Mike Fung-A-Wing

Personal information
- Full name: Michael Fung-A-Wing
- National team: Suriname
- Born: 18 December 1978 (age 47) Paramaribo, Suriname
- Height: 1.69 m (5 ft 7 in)
- Weight: 70 kg (150 lb)

Sport
- Sport: Swimming
- Strokes: Backstroke
- College team: University of Georgia (U.S.)
- Coach: Jack Bauerle (U.S.)

= Mike Fung-A-Wing =

Surinamese swimmer (born 1978)

Michael Fung-A-Wing (born 18 December 1978) is a Surinamese former swimmer who specialized in backstroke events. A two-time Olympian (1996 and 2000), he holds Surinamese records in a backstroke double (both 100-metre and 200-metre), still standing for more than a decade. While studying at the University of Georgia in the United States, Fung-A-Wing swam for the Georgia Bulldogs swimming and diving team under head coach Jack Bauerle.

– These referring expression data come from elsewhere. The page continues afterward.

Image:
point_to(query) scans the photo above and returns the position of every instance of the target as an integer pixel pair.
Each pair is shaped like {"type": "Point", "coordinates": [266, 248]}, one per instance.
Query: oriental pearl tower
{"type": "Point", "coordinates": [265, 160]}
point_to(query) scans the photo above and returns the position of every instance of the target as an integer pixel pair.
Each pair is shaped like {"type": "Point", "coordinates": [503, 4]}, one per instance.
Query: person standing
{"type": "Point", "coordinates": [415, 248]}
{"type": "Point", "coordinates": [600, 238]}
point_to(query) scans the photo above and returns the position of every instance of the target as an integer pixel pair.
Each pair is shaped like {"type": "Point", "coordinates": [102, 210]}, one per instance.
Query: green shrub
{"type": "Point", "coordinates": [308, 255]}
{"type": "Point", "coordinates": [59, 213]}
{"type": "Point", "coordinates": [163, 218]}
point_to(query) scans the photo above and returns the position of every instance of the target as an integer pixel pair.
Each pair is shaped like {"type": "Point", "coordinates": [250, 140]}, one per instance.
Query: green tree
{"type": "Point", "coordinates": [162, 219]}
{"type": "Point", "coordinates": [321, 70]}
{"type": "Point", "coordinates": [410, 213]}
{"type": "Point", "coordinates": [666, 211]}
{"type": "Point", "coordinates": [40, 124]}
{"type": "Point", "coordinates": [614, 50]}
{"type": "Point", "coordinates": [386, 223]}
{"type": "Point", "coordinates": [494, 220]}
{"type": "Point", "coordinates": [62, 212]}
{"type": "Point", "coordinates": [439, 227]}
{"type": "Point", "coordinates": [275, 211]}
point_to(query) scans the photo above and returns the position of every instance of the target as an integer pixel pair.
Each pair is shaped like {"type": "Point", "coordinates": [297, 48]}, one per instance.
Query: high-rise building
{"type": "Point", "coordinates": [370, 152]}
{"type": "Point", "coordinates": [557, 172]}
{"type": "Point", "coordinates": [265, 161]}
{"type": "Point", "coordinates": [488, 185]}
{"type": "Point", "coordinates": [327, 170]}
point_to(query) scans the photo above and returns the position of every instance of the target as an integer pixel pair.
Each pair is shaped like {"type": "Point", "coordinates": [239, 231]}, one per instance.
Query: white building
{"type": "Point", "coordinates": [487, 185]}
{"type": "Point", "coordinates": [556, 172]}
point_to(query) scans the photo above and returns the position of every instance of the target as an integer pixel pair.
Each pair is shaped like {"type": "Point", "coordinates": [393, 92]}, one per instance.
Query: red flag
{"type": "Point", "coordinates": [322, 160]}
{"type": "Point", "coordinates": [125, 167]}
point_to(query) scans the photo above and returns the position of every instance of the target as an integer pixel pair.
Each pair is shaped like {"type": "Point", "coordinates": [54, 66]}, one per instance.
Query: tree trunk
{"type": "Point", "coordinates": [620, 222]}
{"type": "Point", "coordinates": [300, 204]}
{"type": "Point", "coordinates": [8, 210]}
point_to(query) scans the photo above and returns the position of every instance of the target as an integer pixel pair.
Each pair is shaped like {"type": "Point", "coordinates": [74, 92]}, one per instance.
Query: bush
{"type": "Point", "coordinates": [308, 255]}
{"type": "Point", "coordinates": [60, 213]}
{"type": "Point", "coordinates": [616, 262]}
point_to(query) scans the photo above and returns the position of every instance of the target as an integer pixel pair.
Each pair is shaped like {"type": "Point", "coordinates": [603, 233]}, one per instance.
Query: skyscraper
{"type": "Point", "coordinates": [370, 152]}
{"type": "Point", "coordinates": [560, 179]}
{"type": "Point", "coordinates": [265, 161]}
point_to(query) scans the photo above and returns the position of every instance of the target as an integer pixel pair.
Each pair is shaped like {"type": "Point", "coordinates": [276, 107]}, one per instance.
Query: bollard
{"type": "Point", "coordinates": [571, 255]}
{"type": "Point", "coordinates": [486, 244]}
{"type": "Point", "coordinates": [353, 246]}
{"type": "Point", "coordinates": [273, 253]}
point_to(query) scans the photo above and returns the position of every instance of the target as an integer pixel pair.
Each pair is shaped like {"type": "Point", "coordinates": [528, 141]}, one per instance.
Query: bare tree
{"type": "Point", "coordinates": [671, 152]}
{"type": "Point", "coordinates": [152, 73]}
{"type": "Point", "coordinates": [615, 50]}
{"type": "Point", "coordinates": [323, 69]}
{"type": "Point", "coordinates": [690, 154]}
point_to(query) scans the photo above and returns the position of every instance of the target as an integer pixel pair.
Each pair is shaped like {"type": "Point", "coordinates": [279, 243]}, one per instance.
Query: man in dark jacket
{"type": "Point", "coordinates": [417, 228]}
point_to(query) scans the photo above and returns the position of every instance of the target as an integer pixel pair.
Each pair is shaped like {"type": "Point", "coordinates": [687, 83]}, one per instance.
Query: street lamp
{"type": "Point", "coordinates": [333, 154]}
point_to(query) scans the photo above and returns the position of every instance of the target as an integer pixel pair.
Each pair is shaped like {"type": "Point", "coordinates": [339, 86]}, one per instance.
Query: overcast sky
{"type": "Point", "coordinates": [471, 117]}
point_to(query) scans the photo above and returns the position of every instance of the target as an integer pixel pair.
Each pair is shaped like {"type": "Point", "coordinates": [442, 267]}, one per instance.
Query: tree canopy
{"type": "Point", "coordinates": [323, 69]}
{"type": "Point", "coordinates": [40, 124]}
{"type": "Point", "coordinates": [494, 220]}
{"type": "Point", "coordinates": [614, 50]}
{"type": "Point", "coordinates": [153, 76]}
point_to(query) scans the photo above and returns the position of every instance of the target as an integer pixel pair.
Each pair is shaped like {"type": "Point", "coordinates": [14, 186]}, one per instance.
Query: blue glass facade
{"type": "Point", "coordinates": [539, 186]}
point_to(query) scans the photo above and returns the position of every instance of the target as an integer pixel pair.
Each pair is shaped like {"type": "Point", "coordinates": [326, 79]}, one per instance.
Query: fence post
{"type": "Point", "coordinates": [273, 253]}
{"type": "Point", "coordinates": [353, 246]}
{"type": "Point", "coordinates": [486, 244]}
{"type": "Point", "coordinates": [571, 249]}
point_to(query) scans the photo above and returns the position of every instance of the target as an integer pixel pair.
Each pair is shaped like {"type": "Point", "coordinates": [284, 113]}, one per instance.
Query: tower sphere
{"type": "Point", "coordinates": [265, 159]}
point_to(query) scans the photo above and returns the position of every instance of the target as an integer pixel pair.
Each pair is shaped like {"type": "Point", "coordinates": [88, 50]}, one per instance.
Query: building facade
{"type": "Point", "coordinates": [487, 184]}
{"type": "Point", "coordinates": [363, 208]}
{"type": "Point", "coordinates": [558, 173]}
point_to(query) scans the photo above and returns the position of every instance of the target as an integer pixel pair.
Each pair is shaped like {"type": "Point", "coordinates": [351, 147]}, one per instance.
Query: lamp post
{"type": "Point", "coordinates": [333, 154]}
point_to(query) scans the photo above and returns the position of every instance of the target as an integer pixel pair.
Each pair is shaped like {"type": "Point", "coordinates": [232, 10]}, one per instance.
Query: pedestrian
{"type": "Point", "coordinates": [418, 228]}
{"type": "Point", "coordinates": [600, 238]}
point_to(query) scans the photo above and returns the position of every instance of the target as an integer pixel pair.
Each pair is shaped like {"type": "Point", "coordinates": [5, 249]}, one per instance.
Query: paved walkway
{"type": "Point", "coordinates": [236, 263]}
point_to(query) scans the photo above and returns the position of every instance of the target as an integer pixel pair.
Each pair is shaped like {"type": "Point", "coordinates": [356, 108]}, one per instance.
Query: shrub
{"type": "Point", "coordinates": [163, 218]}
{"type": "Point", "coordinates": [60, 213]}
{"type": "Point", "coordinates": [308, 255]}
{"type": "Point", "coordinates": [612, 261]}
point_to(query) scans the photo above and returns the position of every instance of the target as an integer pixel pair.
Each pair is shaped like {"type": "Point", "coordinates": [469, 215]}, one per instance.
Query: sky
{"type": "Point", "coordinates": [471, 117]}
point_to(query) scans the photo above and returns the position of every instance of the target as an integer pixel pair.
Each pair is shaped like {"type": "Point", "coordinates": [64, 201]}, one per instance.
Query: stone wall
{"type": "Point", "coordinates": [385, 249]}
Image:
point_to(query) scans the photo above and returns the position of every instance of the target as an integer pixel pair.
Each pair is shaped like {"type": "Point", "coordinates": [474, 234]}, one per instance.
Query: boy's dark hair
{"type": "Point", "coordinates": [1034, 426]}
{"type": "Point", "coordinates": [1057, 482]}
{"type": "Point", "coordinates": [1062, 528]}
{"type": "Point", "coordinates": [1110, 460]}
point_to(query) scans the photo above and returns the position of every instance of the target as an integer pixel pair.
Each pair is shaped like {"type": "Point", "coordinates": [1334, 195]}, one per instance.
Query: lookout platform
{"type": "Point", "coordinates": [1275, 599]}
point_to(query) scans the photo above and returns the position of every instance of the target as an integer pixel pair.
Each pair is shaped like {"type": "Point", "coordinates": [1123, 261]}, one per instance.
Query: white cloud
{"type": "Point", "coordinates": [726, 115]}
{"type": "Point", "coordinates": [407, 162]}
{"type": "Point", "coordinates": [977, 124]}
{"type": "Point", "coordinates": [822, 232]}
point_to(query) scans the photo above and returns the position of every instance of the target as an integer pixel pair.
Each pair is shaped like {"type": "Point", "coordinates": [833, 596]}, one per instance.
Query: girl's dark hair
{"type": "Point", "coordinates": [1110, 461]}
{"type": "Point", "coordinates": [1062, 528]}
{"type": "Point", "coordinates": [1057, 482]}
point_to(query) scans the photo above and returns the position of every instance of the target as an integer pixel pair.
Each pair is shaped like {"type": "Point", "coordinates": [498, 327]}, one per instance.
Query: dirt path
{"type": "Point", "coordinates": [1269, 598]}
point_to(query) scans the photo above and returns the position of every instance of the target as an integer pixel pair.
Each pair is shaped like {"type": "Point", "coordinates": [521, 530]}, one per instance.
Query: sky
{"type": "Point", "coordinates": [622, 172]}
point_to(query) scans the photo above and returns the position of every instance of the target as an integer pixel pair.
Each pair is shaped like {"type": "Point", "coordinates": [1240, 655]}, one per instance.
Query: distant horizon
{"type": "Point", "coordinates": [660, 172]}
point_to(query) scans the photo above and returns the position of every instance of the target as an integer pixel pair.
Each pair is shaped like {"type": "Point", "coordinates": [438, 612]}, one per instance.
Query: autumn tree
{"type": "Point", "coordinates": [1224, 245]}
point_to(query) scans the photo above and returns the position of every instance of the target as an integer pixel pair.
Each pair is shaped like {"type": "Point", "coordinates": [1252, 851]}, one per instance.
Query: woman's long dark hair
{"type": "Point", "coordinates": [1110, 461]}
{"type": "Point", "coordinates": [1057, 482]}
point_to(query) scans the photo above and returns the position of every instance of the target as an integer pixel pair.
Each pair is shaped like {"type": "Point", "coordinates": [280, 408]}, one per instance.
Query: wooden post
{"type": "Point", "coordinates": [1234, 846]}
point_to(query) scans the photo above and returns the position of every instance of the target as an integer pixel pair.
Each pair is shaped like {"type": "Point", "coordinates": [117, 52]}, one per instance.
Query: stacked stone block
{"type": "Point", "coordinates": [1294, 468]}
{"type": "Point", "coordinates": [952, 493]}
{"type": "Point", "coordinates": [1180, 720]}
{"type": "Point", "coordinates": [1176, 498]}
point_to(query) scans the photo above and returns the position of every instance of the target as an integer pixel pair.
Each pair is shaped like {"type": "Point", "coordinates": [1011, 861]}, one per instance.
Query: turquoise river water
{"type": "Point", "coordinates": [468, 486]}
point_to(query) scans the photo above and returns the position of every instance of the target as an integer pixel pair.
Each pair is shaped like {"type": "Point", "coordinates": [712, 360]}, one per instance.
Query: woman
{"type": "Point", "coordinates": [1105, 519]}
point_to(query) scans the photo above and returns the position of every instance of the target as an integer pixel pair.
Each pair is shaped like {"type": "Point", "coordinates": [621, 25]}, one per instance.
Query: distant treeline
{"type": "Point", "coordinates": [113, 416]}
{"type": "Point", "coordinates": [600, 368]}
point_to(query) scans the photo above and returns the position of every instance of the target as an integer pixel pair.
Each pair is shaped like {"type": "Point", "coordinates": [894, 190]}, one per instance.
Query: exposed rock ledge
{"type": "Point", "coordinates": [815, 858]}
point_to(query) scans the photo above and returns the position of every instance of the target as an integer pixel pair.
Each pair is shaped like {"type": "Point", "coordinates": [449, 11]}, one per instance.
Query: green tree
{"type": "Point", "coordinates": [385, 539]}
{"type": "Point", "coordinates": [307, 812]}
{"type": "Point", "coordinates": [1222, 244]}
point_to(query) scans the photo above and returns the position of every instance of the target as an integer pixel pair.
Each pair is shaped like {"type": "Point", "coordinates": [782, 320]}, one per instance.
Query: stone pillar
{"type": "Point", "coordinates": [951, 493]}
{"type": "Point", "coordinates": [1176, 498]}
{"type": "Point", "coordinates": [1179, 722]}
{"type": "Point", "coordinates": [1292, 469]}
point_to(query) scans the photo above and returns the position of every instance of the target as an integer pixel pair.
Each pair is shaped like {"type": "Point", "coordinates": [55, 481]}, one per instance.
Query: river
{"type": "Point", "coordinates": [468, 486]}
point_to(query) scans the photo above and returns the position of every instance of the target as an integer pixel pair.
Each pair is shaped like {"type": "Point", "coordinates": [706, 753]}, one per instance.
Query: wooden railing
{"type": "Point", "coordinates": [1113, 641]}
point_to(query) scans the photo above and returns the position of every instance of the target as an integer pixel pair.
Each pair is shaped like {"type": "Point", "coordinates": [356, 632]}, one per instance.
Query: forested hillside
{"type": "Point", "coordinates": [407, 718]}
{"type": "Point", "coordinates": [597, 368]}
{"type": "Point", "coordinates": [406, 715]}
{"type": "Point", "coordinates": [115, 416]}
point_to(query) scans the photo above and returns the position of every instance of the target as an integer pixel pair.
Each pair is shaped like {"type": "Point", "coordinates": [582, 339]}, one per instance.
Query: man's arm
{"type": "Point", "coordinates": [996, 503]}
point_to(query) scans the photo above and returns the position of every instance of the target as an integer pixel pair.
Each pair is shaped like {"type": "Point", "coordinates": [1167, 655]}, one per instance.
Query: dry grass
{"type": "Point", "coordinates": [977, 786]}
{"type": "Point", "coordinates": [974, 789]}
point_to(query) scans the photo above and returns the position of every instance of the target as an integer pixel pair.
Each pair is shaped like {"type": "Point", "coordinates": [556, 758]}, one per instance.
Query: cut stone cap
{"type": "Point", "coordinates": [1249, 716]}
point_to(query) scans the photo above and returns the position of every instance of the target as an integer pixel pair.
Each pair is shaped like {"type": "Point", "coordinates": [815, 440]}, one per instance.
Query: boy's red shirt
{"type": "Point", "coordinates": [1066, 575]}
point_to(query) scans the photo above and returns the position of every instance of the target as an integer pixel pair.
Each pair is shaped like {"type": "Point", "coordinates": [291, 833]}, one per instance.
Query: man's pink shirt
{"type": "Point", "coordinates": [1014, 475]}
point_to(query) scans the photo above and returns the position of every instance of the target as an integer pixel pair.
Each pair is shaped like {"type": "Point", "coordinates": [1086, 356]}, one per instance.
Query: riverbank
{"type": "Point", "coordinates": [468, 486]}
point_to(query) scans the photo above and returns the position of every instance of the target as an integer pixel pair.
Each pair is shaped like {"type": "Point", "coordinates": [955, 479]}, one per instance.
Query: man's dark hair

Fung-A-Wing's Olympic debut came at seventeen years old for Suriname at the 1996 Summer Olympics in Atlanta. There, he failed to reach the top 16 final in the 100 m backstroke, finishing forty-seventh in a time of 1:01.24.

At the 2000 Summer Olympics in Sydney, Fung-A-Wing competed again in the 100 m backstroke. He set a Surinamese record and a FINA B-cut of 58.31 from the Texas Senior Circuit Championships in College Station, Texas. He challenged seven other swimmers in heat two, including South Korea's 17-year-old Sung Min. Fung-A-Wing picked up a sixth seed on the final lap in 59.06, finishing outside his entry standard, and a 1.71-second deficit from leader Sung. Fung-A-Wing failed to advance into the semifinals, as he placed forty-eighth overall in the prelims.

Since his sporting career ended in the early 2000s, Fung-A-Wing currently works for Toshiba Business Solutions, and as a chairman club's member for Gwinnett Chamber of Commerce.